Considerations to be taken into account: instructions given to individuals by third parties to watch something could be not constant in time and could be different for different channels, could be quite sophisticated aiming not to be revealed in easy way.

The aim is to explore opportunities of machine learning capabilities and various statistical methods. Available information is viewing data for each individual by each channel and listing of demographic characteristics on daily base. Viewing data is available on viewing statements level. Analysis should be performed along whole period of panel existence with regular periodicity in order to detect false behavior individuals in-time manner upon their appearing. The moment when household is disclosed and contacted by third parties with instruction to watch something in specific is not known, it could be in the beginning of household inclusion into the panel or any day during the whole period of presence in the panel.

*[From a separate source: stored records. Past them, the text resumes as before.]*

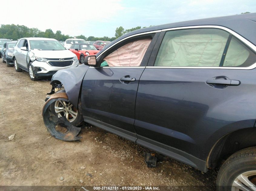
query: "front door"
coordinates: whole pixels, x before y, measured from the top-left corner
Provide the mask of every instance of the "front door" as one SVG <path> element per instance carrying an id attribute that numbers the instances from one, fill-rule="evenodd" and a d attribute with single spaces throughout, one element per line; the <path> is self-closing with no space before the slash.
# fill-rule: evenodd
<path id="1" fill-rule="evenodd" d="M 153 47 L 148 49 L 152 35 L 146 39 L 131 39 L 121 47 L 118 44 L 119 47 L 107 50 L 108 53 L 102 58 L 97 58 L 101 67 L 90 67 L 83 82 L 81 98 L 85 121 L 135 141 L 136 95 L 149 58 L 144 55 Z"/>

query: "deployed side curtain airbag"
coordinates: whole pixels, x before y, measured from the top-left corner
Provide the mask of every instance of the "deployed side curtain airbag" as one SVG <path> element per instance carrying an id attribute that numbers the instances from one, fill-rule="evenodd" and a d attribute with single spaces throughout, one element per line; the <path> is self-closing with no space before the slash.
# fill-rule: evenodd
<path id="1" fill-rule="evenodd" d="M 139 66 L 151 39 L 134 41 L 117 49 L 104 59 L 109 66 Z"/>
<path id="2" fill-rule="evenodd" d="M 211 34 L 175 37 L 167 43 L 158 65 L 170 66 L 219 66 L 227 39 Z"/>

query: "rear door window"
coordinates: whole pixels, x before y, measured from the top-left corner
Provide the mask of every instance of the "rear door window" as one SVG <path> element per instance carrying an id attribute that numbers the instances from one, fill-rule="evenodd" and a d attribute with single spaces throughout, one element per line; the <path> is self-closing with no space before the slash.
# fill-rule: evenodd
<path id="1" fill-rule="evenodd" d="M 255 61 L 255 53 L 227 32 L 193 29 L 167 32 L 154 66 L 245 67 Z"/>
<path id="2" fill-rule="evenodd" d="M 75 44 L 74 45 L 74 49 L 77 49 L 78 50 L 80 49 L 80 45 L 79 44 Z"/>
<path id="3" fill-rule="evenodd" d="M 19 44 L 18 45 L 18 47 L 21 48 L 24 45 L 24 42 L 25 41 L 25 39 L 22 39 L 20 41 Z"/>

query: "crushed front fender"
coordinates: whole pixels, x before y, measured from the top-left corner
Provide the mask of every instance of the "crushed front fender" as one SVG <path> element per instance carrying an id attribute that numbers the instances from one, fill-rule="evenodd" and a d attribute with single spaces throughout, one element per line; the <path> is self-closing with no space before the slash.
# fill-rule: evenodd
<path id="1" fill-rule="evenodd" d="M 81 137 L 77 136 L 81 128 L 72 125 L 65 117 L 58 117 L 55 111 L 51 110 L 50 106 L 57 100 L 68 101 L 67 94 L 65 92 L 55 94 L 52 95 L 45 104 L 42 114 L 47 130 L 53 137 L 60 140 L 76 141 L 81 138 Z M 63 133 L 57 130 L 56 126 L 58 125 L 66 128 L 67 131 Z"/>

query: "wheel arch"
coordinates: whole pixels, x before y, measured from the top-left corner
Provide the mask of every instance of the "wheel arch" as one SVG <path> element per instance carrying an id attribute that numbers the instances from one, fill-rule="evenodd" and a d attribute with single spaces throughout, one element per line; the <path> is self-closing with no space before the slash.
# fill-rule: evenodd
<path id="1" fill-rule="evenodd" d="M 88 66 L 83 64 L 61 70 L 54 74 L 51 81 L 50 84 L 54 89 L 56 85 L 62 84 L 69 101 L 77 108 L 78 107 L 83 79 L 88 68 Z"/>
<path id="2" fill-rule="evenodd" d="M 220 138 L 213 145 L 208 154 L 206 167 L 213 169 L 223 160 L 244 148 L 256 146 L 256 127 L 249 127 L 231 132 Z"/>

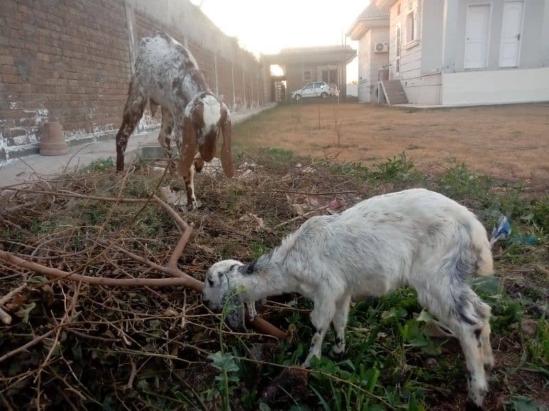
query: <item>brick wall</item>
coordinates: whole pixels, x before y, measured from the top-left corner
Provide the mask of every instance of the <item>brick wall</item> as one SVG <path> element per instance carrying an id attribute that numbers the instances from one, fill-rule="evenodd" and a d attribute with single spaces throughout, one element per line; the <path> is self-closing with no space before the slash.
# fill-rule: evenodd
<path id="1" fill-rule="evenodd" d="M 137 49 L 128 34 L 126 1 L 0 0 L 0 162 L 37 152 L 40 125 L 48 120 L 61 123 L 69 142 L 114 136 L 131 78 L 130 48 Z M 201 13 L 190 3 L 185 7 Z M 194 41 L 191 34 L 171 30 L 137 8 L 134 16 L 136 42 L 157 30 L 168 32 L 187 45 L 214 92 L 217 53 L 217 86 L 231 110 L 244 101 L 248 107 L 259 104 L 250 82 L 259 81 L 259 68 L 249 53 L 236 45 L 233 52 L 220 53 L 216 45 Z M 205 29 L 220 35 L 201 18 Z M 141 126 L 159 121 L 159 113 L 151 119 L 148 109 Z"/>

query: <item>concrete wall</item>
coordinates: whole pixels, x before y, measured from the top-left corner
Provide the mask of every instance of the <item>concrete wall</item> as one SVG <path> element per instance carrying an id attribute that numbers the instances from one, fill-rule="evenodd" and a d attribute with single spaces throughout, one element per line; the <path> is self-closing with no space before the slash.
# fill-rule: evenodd
<path id="1" fill-rule="evenodd" d="M 443 62 L 444 2 L 423 0 L 421 15 L 421 74 L 440 73 Z"/>
<path id="2" fill-rule="evenodd" d="M 443 104 L 549 101 L 549 67 L 445 73 Z"/>
<path id="3" fill-rule="evenodd" d="M 377 101 L 377 71 L 388 64 L 387 53 L 375 53 L 375 44 L 388 42 L 389 27 L 373 27 L 358 42 L 358 101 Z"/>
<path id="4" fill-rule="evenodd" d="M 371 85 L 372 54 L 371 32 L 368 30 L 358 40 L 358 84 L 357 94 L 360 103 L 371 101 L 370 86 Z"/>
<path id="5" fill-rule="evenodd" d="M 157 30 L 189 47 L 231 110 L 262 104 L 259 62 L 188 0 L 0 0 L 0 162 L 38 152 L 46 121 L 69 142 L 112 138 L 137 42 Z"/>

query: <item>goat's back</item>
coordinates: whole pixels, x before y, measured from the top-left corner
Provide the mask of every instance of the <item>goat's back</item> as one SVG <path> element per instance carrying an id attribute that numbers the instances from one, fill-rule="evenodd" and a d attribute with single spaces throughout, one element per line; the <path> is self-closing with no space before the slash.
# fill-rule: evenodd
<path id="1" fill-rule="evenodd" d="M 493 268 L 486 230 L 475 215 L 425 189 L 374 197 L 340 214 L 310 219 L 277 254 L 282 264 L 296 266 L 291 271 L 309 272 L 312 281 L 329 281 L 336 273 L 342 288 L 360 293 L 368 284 L 362 292 L 369 295 L 425 276 L 452 282 L 452 276 L 489 275 Z"/>

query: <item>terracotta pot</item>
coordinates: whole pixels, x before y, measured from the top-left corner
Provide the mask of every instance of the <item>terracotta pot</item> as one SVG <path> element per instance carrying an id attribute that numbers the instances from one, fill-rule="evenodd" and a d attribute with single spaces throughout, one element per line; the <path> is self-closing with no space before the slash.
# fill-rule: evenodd
<path id="1" fill-rule="evenodd" d="M 67 142 L 61 132 L 58 121 L 45 123 L 42 126 L 42 138 L 38 143 L 42 155 L 62 155 L 69 152 Z"/>

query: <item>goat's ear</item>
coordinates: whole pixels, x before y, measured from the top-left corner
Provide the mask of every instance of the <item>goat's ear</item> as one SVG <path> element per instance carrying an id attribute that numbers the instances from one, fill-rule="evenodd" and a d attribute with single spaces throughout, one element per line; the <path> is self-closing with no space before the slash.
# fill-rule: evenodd
<path id="1" fill-rule="evenodd" d="M 231 295 L 227 299 L 226 295 L 223 297 L 223 306 L 226 305 L 228 310 L 226 321 L 231 328 L 235 331 L 246 332 L 246 316 L 244 314 L 244 303 L 240 295 L 230 292 Z"/>
<path id="2" fill-rule="evenodd" d="M 159 105 L 152 99 L 150 99 L 150 100 L 149 100 L 149 101 L 150 102 L 150 116 L 151 117 L 154 117 L 154 114 L 156 114 L 156 110 L 159 108 Z"/>
<path id="3" fill-rule="evenodd" d="M 179 174 L 185 176 L 191 169 L 191 166 L 194 160 L 194 153 L 196 151 L 196 129 L 194 127 L 193 112 L 187 114 L 185 112 L 183 116 L 183 145 L 181 152 L 179 153 Z"/>
<path id="4" fill-rule="evenodd" d="M 221 132 L 223 134 L 223 145 L 221 147 L 221 165 L 223 171 L 228 177 L 235 175 L 235 168 L 233 166 L 233 152 L 231 149 L 231 138 L 232 124 L 231 114 L 224 103 L 221 105 Z"/>

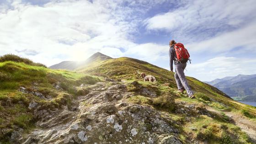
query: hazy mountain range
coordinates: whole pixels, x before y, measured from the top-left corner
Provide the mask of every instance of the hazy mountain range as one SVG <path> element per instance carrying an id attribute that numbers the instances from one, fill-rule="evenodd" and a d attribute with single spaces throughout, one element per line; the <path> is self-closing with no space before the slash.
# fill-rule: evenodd
<path id="1" fill-rule="evenodd" d="M 73 70 L 79 68 L 82 68 L 85 66 L 87 64 L 91 62 L 92 61 L 104 60 L 110 59 L 112 59 L 112 58 L 100 53 L 96 53 L 84 61 L 64 61 L 53 65 L 49 67 L 49 68 Z"/>
<path id="2" fill-rule="evenodd" d="M 256 75 L 239 75 L 205 82 L 231 97 L 242 101 L 256 101 Z"/>

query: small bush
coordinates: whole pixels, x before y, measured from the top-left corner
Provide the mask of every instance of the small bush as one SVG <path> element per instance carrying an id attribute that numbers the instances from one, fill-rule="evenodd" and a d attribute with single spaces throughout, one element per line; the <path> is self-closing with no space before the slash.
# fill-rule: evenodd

5. Swarm optimization in marketing

The goal of this project is to apply particle swarm optimization to a large optimization problem. The optimization problem has 10,000’s decision variables (real-valued), linear restrictions and a non-linear objective function, that is very computational demanding to evaluate. The application is about planning an advertising campaign. The decision variables correspondent to budgets allocated to a large set of media and the objective function represents the ROI of the campaign.

The main reason why we are interested in particle swarm optimization is that it can take advantage of a parallel computing environment. Working on this project, you will be  implementing and tuning a number of variations of the algorithm, and evaluating these on a benchmark set of optimization problems.

6. Wisdom of the crowd

Surveys about media consumption behavior are the core of many of our products. The biggest and most time-consuming part for respondents are questions related to the reach and frequency of specific media channels. Due to the large amount of channels, we are forced to ask respondents only about a subset of channels. Experiments show that we are able to collect much more/accurate information when asking people to assess group behavior rather than individual behavior.

The goal of this project is to combine two interviewing techniques, which will allow respondents to describe their media behavior in a non-traditional way.

  1. The first experimental treatment introduces previously collected data about media consumption, and will ask the respondent to make corrections to match this consumption with their own consumption.
  2. The second treatment includes questions that ask respondents about the average media consumption of their peer group rather than themselves.

By doing so we can assess respondents’ meta-knowledge about the population distribution rather than their own and correct for individual errors. This project includes combining these two treatments in a two by two experimental design and comparing the results with data collected by our traditional questionnaire design.